Second, I connected with the rabbi’s words because I recognized that they named a deep truth in my own life. While I don’t keep the Jewish law, with God’s help I do keep the limiting and joyous promises of my baptism, the limiting and joyous promises of being a parent, and the limiting and joyous promises of marriage. At a superficial level I am less free for all of these promises. And a deeper level, my freedom is profoundly magnified by them.
In a relationship – and in particular, in a marriage – both partners do indeed have the freedom to leave (much as that rabbi has the freedom to disregard the law, a parent has the freedom to skip his daughter’s band recital, and I have the freedom to sleep in on Sunday mornings). And both partners make vows via which they choose to surrender that freedom: when a couple stands at the altar before God and friends and family, part of what they are declaring to one another is: I can leave. But I won’t.
Now, let me emphasize, Anna, that the couple’s mutual promise not to leave one another comes within the context of several other big promises. Here, for instance, are the marriage vows from the Book of Common Prayer:
In the Name of God, I take you to be my spouse, to have and to hold from this day forward, for better for worse, for richer for poorer, in sickness and in health, to love and to cherish, until we are parted by death. This is my solemn vow.
Notice that the vows don’t say, “I won’t leave you no matter how abusive you become,” nor do they say, “I won’t leave you no matter how little effort you make to overcome your addictions.” What they do say is that the partners will love and cherish one another, that they will create and nurture a mutually generative relationship, and that because of that mutual generativity, the partners will remain together through the end of this life, even when doing so is a whole lot of work.
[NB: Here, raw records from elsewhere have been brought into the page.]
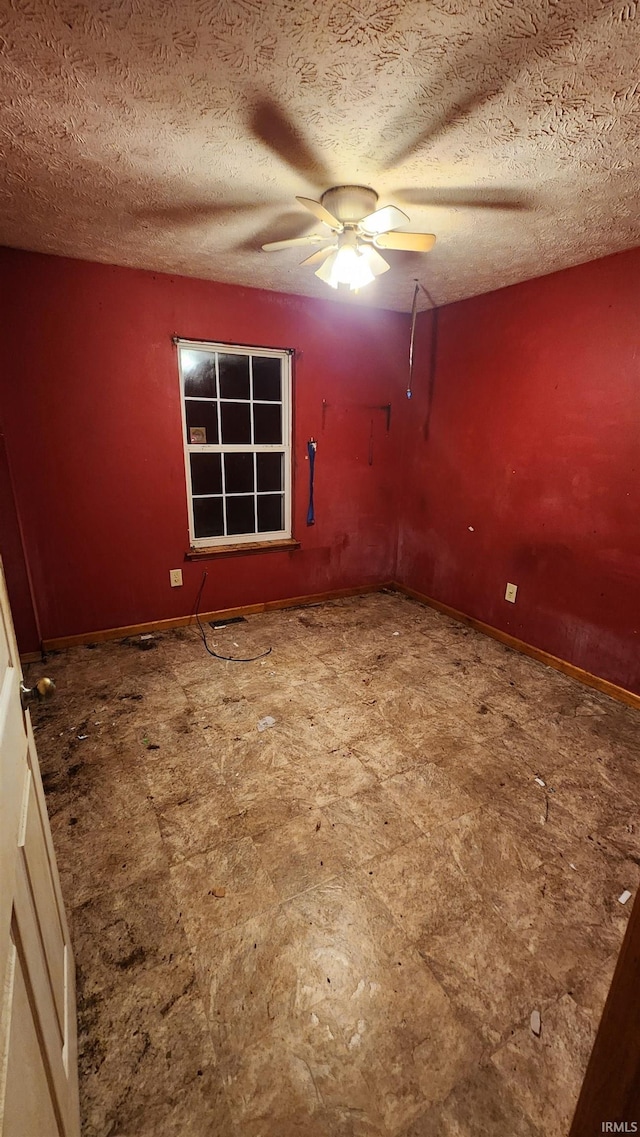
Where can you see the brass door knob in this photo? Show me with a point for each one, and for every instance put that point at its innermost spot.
(43, 689)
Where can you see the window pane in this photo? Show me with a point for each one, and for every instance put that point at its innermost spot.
(239, 473)
(269, 471)
(234, 376)
(235, 423)
(199, 372)
(207, 516)
(267, 423)
(266, 379)
(206, 473)
(201, 416)
(240, 515)
(271, 513)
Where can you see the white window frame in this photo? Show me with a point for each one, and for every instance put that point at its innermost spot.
(284, 356)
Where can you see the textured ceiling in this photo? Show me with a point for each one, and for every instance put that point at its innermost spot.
(175, 134)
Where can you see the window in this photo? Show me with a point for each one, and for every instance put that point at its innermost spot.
(237, 422)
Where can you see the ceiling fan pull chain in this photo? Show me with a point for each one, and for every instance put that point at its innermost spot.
(312, 445)
(414, 314)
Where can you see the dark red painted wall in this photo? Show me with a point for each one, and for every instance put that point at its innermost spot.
(91, 409)
(14, 559)
(523, 463)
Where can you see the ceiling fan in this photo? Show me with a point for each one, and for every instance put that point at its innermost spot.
(357, 231)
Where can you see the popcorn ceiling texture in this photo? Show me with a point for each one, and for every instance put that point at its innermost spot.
(174, 135)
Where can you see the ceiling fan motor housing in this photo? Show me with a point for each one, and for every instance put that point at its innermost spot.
(349, 202)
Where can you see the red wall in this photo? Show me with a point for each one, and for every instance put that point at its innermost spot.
(14, 562)
(91, 409)
(530, 434)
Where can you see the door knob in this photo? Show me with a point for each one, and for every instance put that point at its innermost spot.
(43, 689)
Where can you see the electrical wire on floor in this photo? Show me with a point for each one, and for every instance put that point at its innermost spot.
(227, 658)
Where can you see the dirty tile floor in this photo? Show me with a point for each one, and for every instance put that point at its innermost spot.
(338, 926)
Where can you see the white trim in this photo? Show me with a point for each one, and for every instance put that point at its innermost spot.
(254, 448)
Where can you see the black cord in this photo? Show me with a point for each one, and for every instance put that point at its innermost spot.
(227, 658)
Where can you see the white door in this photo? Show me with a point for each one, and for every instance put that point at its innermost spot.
(38, 1027)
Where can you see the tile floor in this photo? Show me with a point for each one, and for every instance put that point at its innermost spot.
(339, 926)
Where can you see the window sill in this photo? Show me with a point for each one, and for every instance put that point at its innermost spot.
(238, 550)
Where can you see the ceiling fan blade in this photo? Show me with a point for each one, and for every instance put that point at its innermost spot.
(454, 198)
(409, 242)
(376, 263)
(381, 221)
(292, 241)
(318, 256)
(321, 213)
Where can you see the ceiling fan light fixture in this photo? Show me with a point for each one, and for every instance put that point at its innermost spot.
(351, 267)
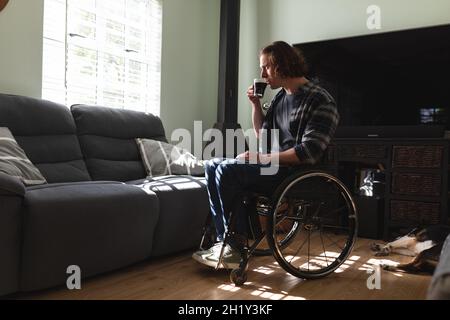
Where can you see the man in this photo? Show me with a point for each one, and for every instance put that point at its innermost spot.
(305, 116)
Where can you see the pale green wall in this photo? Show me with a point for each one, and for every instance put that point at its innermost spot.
(297, 21)
(191, 44)
(21, 47)
(190, 66)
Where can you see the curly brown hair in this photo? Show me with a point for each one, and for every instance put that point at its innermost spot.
(287, 60)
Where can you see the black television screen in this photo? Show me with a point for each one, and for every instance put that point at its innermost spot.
(384, 79)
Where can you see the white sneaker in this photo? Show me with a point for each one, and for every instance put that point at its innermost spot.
(203, 253)
(231, 258)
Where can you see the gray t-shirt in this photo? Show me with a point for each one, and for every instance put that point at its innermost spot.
(283, 113)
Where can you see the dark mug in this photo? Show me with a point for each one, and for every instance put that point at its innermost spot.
(259, 86)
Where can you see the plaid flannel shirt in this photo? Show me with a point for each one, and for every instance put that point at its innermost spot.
(312, 123)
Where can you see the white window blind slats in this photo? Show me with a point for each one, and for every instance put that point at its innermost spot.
(103, 52)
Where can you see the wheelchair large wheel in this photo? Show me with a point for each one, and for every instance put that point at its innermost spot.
(314, 234)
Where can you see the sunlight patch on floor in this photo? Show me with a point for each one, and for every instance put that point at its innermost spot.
(265, 292)
(228, 287)
(368, 266)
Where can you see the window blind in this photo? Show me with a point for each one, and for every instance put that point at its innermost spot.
(103, 52)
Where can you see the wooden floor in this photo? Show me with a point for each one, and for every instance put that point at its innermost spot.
(181, 278)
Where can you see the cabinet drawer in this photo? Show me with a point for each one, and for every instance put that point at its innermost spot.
(361, 151)
(416, 184)
(417, 156)
(414, 212)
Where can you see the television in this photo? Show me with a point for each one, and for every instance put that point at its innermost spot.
(389, 81)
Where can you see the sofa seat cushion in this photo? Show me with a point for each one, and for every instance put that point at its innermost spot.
(107, 138)
(184, 206)
(98, 226)
(46, 132)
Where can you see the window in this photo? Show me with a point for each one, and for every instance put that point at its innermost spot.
(103, 52)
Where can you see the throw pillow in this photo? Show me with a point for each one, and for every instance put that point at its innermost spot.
(14, 162)
(162, 158)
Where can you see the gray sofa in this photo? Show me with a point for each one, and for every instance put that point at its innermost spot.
(98, 210)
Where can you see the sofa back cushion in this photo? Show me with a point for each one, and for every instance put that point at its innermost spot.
(107, 137)
(46, 132)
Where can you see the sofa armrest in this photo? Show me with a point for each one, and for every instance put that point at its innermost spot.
(11, 185)
(439, 288)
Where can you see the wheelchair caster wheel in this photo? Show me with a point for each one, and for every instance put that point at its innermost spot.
(238, 277)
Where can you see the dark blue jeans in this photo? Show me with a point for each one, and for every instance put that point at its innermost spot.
(228, 180)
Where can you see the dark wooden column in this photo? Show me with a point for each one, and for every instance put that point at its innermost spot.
(227, 109)
(228, 61)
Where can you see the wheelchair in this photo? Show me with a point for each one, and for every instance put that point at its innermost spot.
(309, 225)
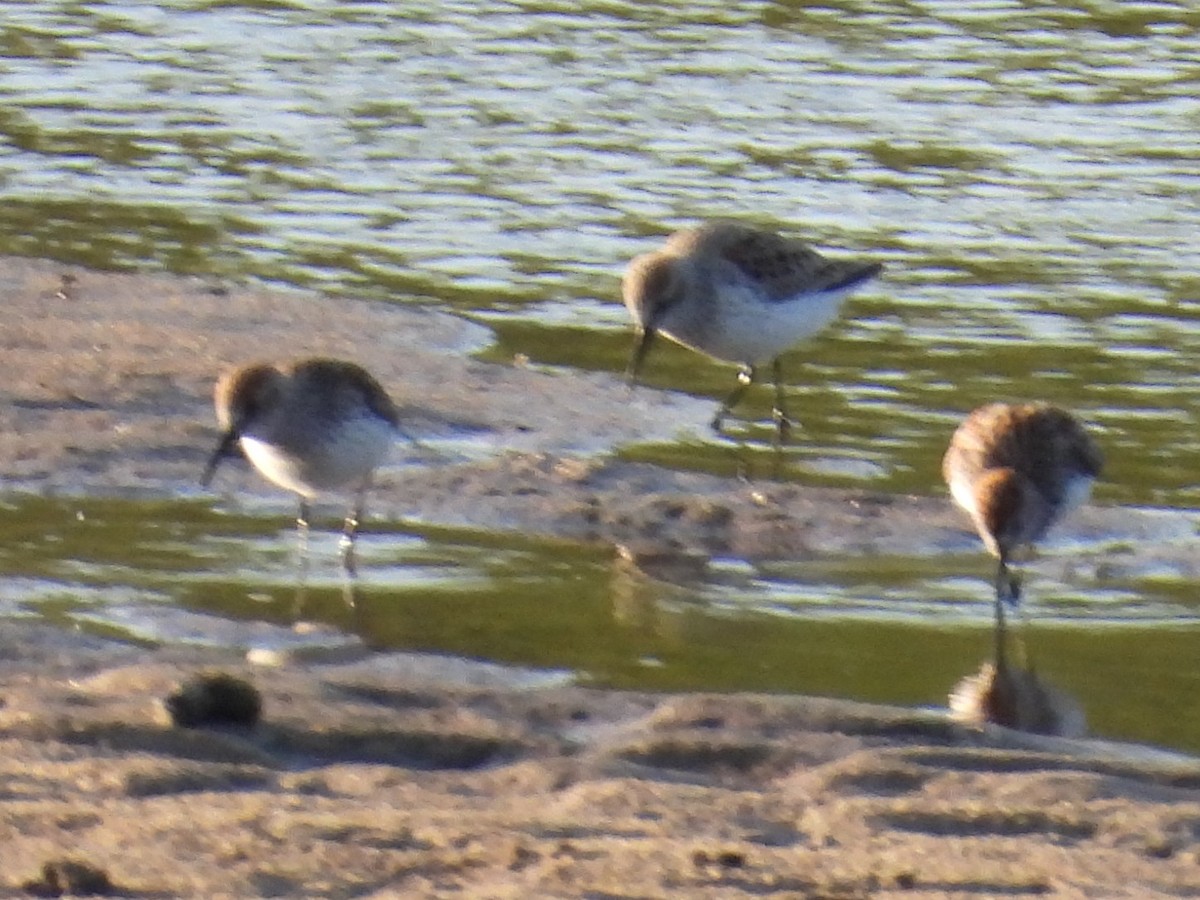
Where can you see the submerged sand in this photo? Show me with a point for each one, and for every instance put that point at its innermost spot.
(408, 775)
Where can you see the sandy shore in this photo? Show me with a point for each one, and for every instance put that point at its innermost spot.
(406, 775)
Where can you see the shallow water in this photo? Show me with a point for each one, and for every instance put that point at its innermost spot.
(1026, 171)
(897, 630)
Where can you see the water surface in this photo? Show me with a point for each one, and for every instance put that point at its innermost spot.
(1026, 171)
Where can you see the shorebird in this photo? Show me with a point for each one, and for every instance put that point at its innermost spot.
(310, 426)
(738, 294)
(1017, 469)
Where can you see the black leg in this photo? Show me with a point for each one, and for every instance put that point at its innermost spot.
(745, 378)
(301, 561)
(351, 532)
(303, 534)
(783, 424)
(1008, 591)
(1008, 585)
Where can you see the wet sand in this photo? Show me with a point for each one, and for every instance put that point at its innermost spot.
(408, 775)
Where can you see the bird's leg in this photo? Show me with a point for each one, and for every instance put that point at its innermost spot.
(349, 533)
(745, 378)
(779, 413)
(301, 559)
(1008, 591)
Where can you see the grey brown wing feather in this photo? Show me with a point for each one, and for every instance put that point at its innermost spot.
(787, 268)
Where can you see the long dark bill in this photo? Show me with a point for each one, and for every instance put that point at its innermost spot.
(226, 448)
(645, 339)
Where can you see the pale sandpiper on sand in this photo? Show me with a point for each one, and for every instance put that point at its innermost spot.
(739, 294)
(310, 426)
(1017, 469)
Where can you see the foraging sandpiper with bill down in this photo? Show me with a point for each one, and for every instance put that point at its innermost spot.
(738, 294)
(310, 426)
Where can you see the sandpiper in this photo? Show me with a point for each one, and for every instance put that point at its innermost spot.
(1017, 469)
(309, 426)
(739, 294)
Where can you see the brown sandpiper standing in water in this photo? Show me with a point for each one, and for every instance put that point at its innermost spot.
(738, 294)
(1017, 469)
(310, 426)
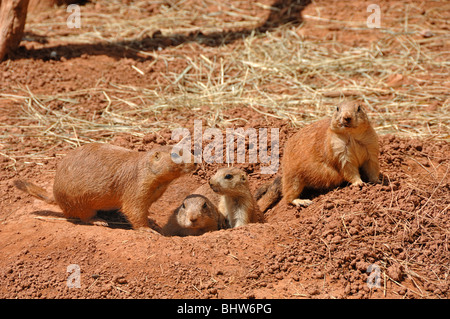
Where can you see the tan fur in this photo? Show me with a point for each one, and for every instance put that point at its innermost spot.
(106, 177)
(327, 153)
(236, 202)
(194, 217)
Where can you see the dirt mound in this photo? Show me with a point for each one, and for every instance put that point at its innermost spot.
(384, 240)
(131, 79)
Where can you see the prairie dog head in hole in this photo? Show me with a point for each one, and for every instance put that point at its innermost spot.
(349, 117)
(229, 181)
(197, 212)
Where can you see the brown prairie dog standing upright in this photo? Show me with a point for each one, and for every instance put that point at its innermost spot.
(326, 153)
(100, 176)
(194, 217)
(236, 202)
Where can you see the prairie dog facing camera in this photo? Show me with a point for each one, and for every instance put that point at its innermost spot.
(236, 202)
(101, 176)
(326, 153)
(194, 217)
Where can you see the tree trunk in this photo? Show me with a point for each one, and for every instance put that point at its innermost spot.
(13, 14)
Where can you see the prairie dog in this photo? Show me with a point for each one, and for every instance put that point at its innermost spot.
(101, 176)
(194, 217)
(326, 153)
(236, 202)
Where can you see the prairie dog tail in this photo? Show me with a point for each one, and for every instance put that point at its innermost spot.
(35, 191)
(269, 194)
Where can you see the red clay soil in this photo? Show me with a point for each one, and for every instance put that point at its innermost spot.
(322, 251)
Here’s the amazing thing, the everyday miracle that happens when these vows become deeply integrated into a marriage. That marriage will encounter hardship, the partners will sometimes feel like they are a mystery to one another, the partners will exasperate one another. And yet, in a way that we can’t entirely measure or name, the partners will become more together than they could ever be alone.
Like a musician playing a piece of glorious piece music that holds room for improvisation, the very structure, the very limitation of the song that the couple sings together is also the very thing that affords each of them their freedom. As the couple keeps the shared promises of marriage – as they keep these promises before God and with God, before friends and with friends – they will discover what parents and Rabbis and everyone else who makes and keeps holy promises has learned: the limitations that they have freely chosen are not a burden but, rather, they are a joy.